Why I avoid Docker Swarm in 2025

March 4, 2025

This is unpopular advice and that’s fine.

Docker Swarm has the property where everything looks easy until it isn’t. docker stack deploy reads a compose file, spreads the services across nodes, you get rolling updates and a built-in overlay network. For a homelab or three-node setup, that’s enough. Past that, the cracks show:

The overlay network uses VXLAN with a single in-kernel encrypt key; turning encryption on costs ~30–40% throughput on most NICs.
Service discovery is DNS-round-robin on a virtual IP. When a task dies, DNS TTL is set to 0 inside the cluster, but the client’s libc resolver caches anyway. Hilarity ensues.
Rolling updates don’t drain gracefully unless the container honors SIGTERM with a clean exit code, which a lot of third-party images don’t.

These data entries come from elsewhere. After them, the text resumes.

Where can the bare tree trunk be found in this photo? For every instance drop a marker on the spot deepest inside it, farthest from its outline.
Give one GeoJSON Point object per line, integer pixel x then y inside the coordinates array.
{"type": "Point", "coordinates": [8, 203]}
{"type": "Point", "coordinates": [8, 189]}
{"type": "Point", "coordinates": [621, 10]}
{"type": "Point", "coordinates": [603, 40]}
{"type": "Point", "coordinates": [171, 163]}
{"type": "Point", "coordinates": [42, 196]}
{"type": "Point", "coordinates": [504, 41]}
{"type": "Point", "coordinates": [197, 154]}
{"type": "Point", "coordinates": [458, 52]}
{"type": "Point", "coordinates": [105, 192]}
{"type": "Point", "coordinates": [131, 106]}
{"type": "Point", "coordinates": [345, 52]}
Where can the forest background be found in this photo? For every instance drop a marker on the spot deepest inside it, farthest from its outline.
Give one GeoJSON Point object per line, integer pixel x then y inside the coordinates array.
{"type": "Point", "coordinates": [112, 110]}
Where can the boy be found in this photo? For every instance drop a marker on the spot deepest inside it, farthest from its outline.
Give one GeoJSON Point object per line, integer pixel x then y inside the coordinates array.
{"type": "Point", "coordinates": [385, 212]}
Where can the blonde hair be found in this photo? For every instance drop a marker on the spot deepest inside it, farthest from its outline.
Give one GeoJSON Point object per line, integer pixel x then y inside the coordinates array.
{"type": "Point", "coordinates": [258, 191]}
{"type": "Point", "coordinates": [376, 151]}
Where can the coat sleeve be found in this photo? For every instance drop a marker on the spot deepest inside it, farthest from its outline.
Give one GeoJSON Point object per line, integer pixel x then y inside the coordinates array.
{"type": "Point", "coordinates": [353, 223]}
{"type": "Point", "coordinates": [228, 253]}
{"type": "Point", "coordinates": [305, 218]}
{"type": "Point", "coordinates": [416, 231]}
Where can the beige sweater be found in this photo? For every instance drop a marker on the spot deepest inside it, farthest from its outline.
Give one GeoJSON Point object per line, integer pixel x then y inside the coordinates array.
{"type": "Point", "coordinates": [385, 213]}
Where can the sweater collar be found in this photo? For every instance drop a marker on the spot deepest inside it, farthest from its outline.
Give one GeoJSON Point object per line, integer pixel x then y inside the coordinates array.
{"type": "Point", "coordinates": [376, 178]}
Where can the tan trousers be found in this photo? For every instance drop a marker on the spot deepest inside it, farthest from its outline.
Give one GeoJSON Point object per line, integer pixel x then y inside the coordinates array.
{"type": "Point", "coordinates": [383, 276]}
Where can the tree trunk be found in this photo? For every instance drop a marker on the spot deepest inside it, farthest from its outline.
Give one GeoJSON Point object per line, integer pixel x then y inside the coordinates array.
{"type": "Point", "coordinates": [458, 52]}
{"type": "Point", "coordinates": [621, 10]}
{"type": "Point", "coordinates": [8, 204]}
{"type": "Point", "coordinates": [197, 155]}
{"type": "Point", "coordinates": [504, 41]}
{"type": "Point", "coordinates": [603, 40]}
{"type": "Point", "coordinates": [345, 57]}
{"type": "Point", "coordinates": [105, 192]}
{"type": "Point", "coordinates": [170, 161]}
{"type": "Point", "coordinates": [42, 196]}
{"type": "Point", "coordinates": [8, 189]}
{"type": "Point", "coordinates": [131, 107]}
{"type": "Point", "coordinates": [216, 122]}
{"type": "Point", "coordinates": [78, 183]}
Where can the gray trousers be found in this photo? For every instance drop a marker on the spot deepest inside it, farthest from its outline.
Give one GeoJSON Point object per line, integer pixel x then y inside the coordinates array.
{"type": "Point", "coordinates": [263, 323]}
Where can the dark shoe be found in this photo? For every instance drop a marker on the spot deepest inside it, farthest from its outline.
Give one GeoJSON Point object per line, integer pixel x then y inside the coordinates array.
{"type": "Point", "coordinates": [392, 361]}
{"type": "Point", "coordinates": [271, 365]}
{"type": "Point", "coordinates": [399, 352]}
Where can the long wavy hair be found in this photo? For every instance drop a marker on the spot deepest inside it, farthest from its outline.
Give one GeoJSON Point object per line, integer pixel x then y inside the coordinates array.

The “I’ll just write a couple of compose files” plan inevitably becomes “I’m debugging IPVS in a production outage.”

Kubernetes is heavier on day one, but the day-10 picture is better: liveness/readiness/startup probes are first-class, you get a real service mesh option when you outgrow kube-proxy, and the operator ecosystem solves most of the boring stuff (postgres, redis, cert issuance) for you.

If your scale is one host, use systemd + Restart=always. If it’s two hosts, use systemd + a load-balancer in front. Past that, go straight to k3s or k0s. Don’t do the in-between thing.